The language of a CEO, NLP analysis of Steve Jobs commencement speech

Original article was published by Michelangiolo Mazzeschi on Artificial Intelligence on Medium


Issues with NLP and how to solve them

Using basic programming, there are too many elements of a text stored as a string that will make our results useless:

  • Punctuation
  • Different words with the same root

For example, the sentence:

'I asked my mother if she could buy me cookies.
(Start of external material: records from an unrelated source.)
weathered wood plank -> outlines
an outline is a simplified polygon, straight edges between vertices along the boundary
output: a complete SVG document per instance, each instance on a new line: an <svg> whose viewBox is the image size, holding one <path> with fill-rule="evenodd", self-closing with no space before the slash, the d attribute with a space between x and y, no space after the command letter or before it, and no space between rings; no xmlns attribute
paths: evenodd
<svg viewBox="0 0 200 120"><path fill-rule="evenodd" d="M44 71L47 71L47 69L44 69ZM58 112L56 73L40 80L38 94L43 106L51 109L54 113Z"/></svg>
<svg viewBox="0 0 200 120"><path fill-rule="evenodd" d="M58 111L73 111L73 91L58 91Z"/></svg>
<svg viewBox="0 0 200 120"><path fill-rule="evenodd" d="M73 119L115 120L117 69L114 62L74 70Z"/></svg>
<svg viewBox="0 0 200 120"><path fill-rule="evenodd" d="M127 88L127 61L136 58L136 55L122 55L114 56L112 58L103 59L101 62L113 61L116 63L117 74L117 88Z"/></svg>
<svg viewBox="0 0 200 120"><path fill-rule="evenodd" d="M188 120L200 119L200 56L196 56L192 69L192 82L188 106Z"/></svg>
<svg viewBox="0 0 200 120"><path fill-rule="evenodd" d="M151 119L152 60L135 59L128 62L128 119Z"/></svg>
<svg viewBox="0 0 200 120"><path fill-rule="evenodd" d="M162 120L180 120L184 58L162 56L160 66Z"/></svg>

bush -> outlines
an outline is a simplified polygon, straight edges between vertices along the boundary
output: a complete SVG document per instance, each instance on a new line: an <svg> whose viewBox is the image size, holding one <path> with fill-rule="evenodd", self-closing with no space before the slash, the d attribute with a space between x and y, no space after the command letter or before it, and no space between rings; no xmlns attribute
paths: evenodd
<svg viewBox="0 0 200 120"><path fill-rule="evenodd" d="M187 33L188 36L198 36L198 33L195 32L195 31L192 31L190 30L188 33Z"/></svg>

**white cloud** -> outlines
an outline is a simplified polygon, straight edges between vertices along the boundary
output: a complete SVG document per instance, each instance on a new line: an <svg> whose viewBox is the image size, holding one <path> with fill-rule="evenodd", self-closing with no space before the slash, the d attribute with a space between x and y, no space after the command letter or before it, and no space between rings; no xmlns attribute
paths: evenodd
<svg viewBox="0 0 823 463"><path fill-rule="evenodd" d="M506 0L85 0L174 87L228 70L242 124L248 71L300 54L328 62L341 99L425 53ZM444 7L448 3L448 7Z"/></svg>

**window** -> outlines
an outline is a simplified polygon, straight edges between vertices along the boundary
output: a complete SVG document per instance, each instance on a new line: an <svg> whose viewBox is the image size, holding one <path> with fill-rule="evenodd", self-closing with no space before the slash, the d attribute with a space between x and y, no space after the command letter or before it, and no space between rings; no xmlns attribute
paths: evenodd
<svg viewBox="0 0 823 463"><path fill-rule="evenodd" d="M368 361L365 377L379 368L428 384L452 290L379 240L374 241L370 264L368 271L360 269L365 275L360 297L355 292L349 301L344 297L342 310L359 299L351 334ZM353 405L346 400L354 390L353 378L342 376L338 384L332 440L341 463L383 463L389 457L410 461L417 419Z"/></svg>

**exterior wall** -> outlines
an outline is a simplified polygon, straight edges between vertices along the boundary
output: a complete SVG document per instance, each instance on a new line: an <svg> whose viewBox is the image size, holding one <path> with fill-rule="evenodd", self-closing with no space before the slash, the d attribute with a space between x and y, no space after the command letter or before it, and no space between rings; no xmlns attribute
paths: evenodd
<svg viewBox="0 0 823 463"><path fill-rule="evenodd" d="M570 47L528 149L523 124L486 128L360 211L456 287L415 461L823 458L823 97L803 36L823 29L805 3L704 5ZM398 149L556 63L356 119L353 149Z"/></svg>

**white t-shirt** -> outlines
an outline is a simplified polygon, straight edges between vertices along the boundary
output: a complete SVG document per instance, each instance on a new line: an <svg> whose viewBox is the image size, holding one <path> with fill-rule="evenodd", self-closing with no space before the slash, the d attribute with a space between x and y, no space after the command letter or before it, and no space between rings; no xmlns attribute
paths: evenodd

She told me she already bought them.'

After removing punctuation, if I run the algorithm to extract words by frequency, this is the result:

('asked', 1),
('mother', 1),
('buy', 1),
('cookies', 1),
('told', 1),
('bought', 1)

As you can see, the computer makes a big distinction between the verb buy and bought. In reality, because they derive from the same verb, should be counted under the same category. How do I solve this problem? By using lemmatization.

Lemmatization

What lemmatization does is iterating through every single word to find its root.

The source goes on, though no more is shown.